Baseline characteristics.

	Total cohort (n = 166)	Intention for early low-dose DLI (n = 62)	No intention for early low-dose DLI (n = 104)
Age at alloSCT (years)
median (range)	63 (28–78)	64 (31-78)	63 (28-73)
Disease
AML	133 (80%)	46 (74%)	87 (84%)
ALL	17 (10%)	10 (16%)	7 (7%)
MDS	16 (10%)	6 (10%)	10 (10%)
Nonmyeloablative conditioning
Flu/Bu	150 (90%)*	46 (74%)	104 (100%)*
Flu/Bu/Ara-C/Amsa (FLAMSA)	16 (10%)	16 (26%)	0
Donor
RD, 10/10 HLA matched	57 (34%)	20 (32%)	37 (36%)
UD, 10/10 HLA matched	101 (61%)	39 (63%)	62 (60%)
UD, 9/10 HLA matched	8 (5%)	3 (5%)	5 (5%)
Graft source
G-CSF mobilized PBSC	165 (99%)	62 (100%)	103 (99%)
BM	1 (1%)	0	1 (1%)
CMV serostatus patient/donor
+/+	79 (48%)	32 (52%)	47 (45%)
+/-	25 (15%)	8 (13%)	17 (16%)
-/+	11 (7%)	4 (6%)	7 (7%)
-/-	51 (31%)	18 (29%)	33 (32%)
Main reason for intention for early low-dose DLI
FLAMSA regimen	-	16 (26%)	-
MRD+ at time of alloSCT	–	14 (23%)	–
AML/MDS: EVI1 overexpression	-	9 (15%)	-
AML: monosomal karyotype	–	8 (13%)	–
AML: ASXL mutation, only one remission induction course, or persisting underlying disease	-	4 (6%)	-
ALL: t(9;22)	–	4 (6%)	–
ALL: hypodiploidy, no CR1, or t(4;11)	-	4 (6%)	-
Therapy-related AML	–	2 (3%)	–
AML: progression before alloSCT	-	1 (2%)	-

*One patient had not received a second consolidation course before transplant and received 2 days cyclophosphamide 750 mg/m² intravenously additionally to the conditioning regimen.

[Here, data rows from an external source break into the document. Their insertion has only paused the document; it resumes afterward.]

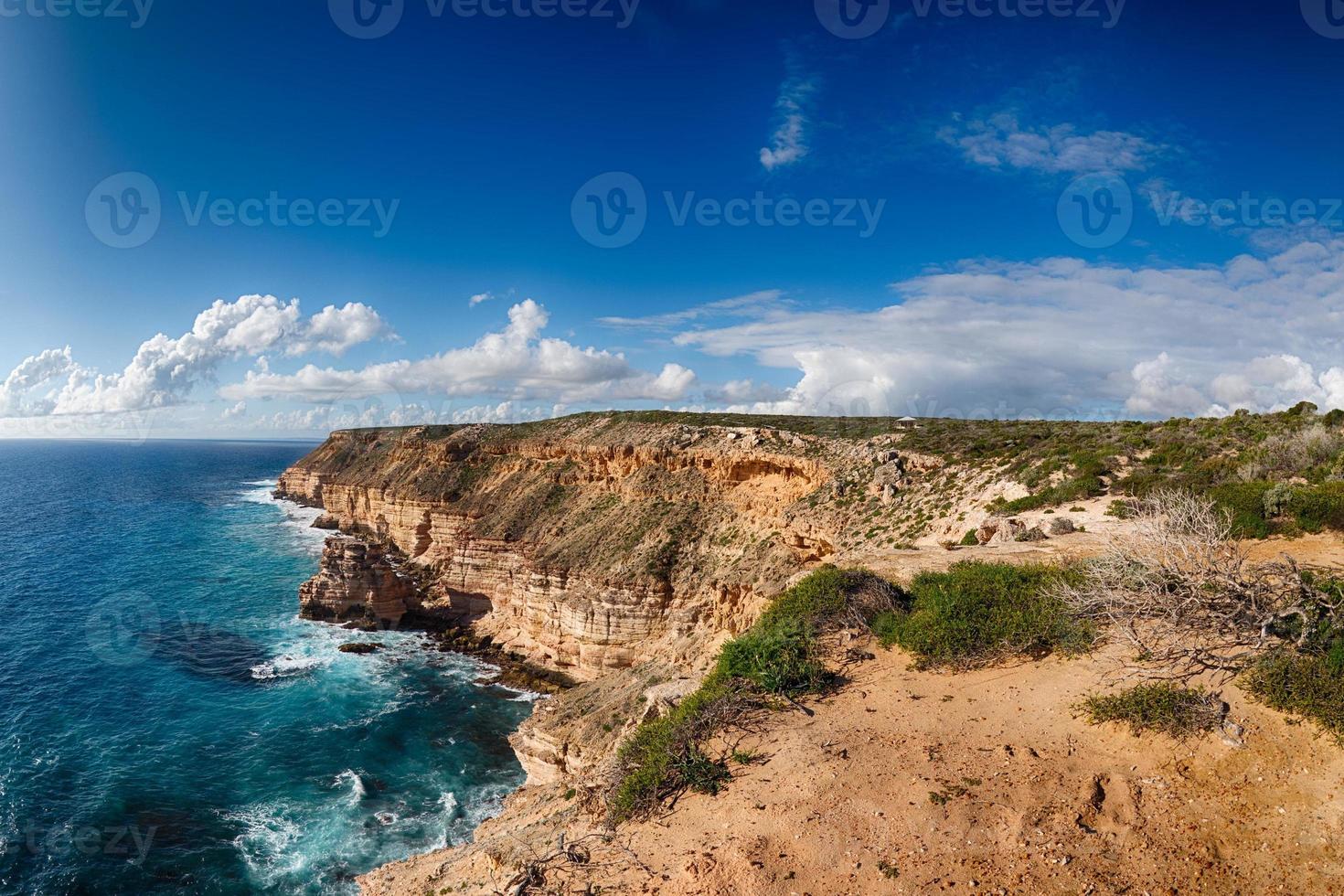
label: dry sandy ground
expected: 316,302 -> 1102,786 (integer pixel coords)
366,650 -> 1344,896
361,536 -> 1344,896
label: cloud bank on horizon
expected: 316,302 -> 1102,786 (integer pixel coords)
0,240 -> 1344,432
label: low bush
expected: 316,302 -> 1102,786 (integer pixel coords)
1239,646 -> 1344,743
1076,682 -> 1226,739
872,561 -> 1094,667
607,566 -> 901,822
1210,482 -> 1270,539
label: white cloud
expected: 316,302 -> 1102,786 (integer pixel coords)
597,289 -> 784,329
761,58 -> 817,171
675,240 -> 1344,416
938,112 -> 1163,175
220,300 -> 695,401
0,295 -> 387,416
285,303 -> 397,357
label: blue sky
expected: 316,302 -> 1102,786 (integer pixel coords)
0,0 -> 1344,438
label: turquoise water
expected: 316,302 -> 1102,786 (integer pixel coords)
0,442 -> 531,895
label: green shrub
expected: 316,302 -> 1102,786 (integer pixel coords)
1210,482 -> 1270,539
714,619 -> 827,696
1285,482 -> 1344,532
1239,653 -> 1344,743
607,566 -> 901,822
872,561 -> 1093,667
1076,682 -> 1224,739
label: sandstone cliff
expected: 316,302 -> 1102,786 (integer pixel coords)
278,416 -> 853,678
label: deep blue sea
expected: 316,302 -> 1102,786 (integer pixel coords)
0,442 -> 531,896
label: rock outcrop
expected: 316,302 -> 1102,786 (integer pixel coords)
277,416 -> 859,678
298,536 -> 420,629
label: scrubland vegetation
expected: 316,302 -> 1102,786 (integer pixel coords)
607,483 -> 1344,821
607,567 -> 898,821
1078,681 -> 1224,739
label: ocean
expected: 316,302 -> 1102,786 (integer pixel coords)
0,442 -> 532,896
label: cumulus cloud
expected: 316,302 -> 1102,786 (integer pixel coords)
597,289 -> 784,329
0,295 -> 389,416
675,240 -> 1344,416
220,300 -> 695,401
285,303 -> 397,357
938,112 -> 1161,175
761,57 -> 817,171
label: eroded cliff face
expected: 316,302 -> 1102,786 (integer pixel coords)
278,416 -> 835,678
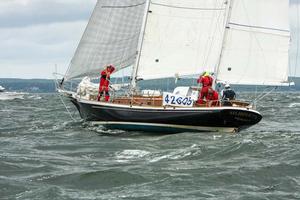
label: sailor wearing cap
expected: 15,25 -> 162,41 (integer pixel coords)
222,83 -> 236,101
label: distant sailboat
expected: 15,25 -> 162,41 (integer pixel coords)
59,0 -> 290,132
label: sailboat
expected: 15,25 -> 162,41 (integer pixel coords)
58,0 -> 290,132
0,85 -> 24,100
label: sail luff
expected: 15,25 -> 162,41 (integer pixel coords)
214,0 -> 234,81
63,1 -> 99,81
218,0 -> 290,86
131,0 -> 151,89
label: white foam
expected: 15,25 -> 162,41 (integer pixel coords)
289,103 -> 300,108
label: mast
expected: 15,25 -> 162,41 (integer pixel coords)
214,0 -> 234,81
130,0 -> 151,91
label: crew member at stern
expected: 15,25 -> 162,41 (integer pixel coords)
197,72 -> 213,104
97,65 -> 115,101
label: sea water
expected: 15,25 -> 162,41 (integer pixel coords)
0,92 -> 300,200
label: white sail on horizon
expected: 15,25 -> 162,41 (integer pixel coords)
137,0 -> 226,79
217,0 -> 290,85
65,0 -> 290,85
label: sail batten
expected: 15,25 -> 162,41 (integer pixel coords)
65,0 -> 146,80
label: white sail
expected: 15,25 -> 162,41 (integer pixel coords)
218,0 -> 290,85
65,0 -> 145,80
137,0 -> 226,79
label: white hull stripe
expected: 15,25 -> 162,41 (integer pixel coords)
91,121 -> 237,133
76,98 -> 260,115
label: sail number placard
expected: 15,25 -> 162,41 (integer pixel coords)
163,92 -> 194,107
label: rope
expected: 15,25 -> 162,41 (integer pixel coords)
58,93 -> 76,122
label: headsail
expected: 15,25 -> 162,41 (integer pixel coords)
218,0 -> 290,85
65,0 -> 145,80
137,0 -> 226,79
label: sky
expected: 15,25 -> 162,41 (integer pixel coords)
0,0 -> 300,79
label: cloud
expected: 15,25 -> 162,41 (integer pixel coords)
0,0 -> 96,78
0,0 -> 96,28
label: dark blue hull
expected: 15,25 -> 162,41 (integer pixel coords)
71,99 -> 262,132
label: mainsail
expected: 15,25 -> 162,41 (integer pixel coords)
65,0 -> 290,85
137,0 -> 226,79
65,0 -> 145,80
217,0 -> 290,85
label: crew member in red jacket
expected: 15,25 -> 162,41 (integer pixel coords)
197,72 -> 213,104
206,87 -> 219,106
97,65 -> 115,101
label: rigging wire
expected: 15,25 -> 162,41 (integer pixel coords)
293,1 -> 300,76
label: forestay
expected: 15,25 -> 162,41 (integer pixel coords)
218,0 -> 290,85
137,0 -> 226,79
65,0 -> 146,79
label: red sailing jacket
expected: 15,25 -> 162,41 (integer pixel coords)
197,76 -> 213,87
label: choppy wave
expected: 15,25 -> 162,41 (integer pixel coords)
0,93 -> 300,199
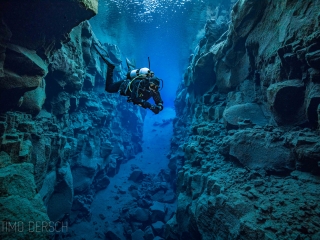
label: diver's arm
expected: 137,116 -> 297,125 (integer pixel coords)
152,92 -> 163,111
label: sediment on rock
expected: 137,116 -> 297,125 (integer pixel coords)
165,0 -> 320,239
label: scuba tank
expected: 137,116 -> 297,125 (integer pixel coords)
127,68 -> 151,80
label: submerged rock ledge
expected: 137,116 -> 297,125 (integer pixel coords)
165,0 -> 320,240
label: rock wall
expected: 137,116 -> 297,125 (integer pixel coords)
166,0 -> 320,239
0,1 -> 145,239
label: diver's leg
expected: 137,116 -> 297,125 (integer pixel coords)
105,65 -> 117,93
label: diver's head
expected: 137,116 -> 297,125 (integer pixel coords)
149,76 -> 160,92
139,68 -> 151,75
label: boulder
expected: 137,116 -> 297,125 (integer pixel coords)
131,229 -> 144,240
106,230 -> 121,240
150,202 -> 166,223
306,83 -> 320,128
129,207 -> 150,222
0,162 -> 49,240
306,50 -> 320,69
0,44 -> 48,92
21,79 -> 46,115
144,226 -> 154,240
223,103 -> 268,128
227,130 -> 294,172
152,221 -> 164,236
47,164 -> 73,221
267,80 -> 305,125
129,169 -> 143,182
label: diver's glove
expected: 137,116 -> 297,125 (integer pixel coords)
150,105 -> 163,114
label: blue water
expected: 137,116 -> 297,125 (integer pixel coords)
90,0 -> 224,107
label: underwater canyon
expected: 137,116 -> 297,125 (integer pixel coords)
0,0 -> 320,240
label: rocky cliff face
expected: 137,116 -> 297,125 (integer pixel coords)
166,0 -> 320,239
0,1 -> 145,239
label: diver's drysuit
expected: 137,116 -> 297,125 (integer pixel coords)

Intention for early low-dose DLI is based on the anticipated high risk of relapse after alloSCT. DLI, donor lymphocyte infusion; alloSCT, allogeneic stem cell transplantation; AML, acute myeloid leukemia; ALL, acute lymphoblastic leukemia; MDS, myelodysplastic syndrome; Flu, fludarabine; Bu, busulfan; Ara-C, cytarabine; Amsa, amsacrine; RD, related donor; UD, unrelated donor; G-CSF, granulocyte-colony stimulation factor; PBSC, peripheral blood stem cells; BM, bone marrow.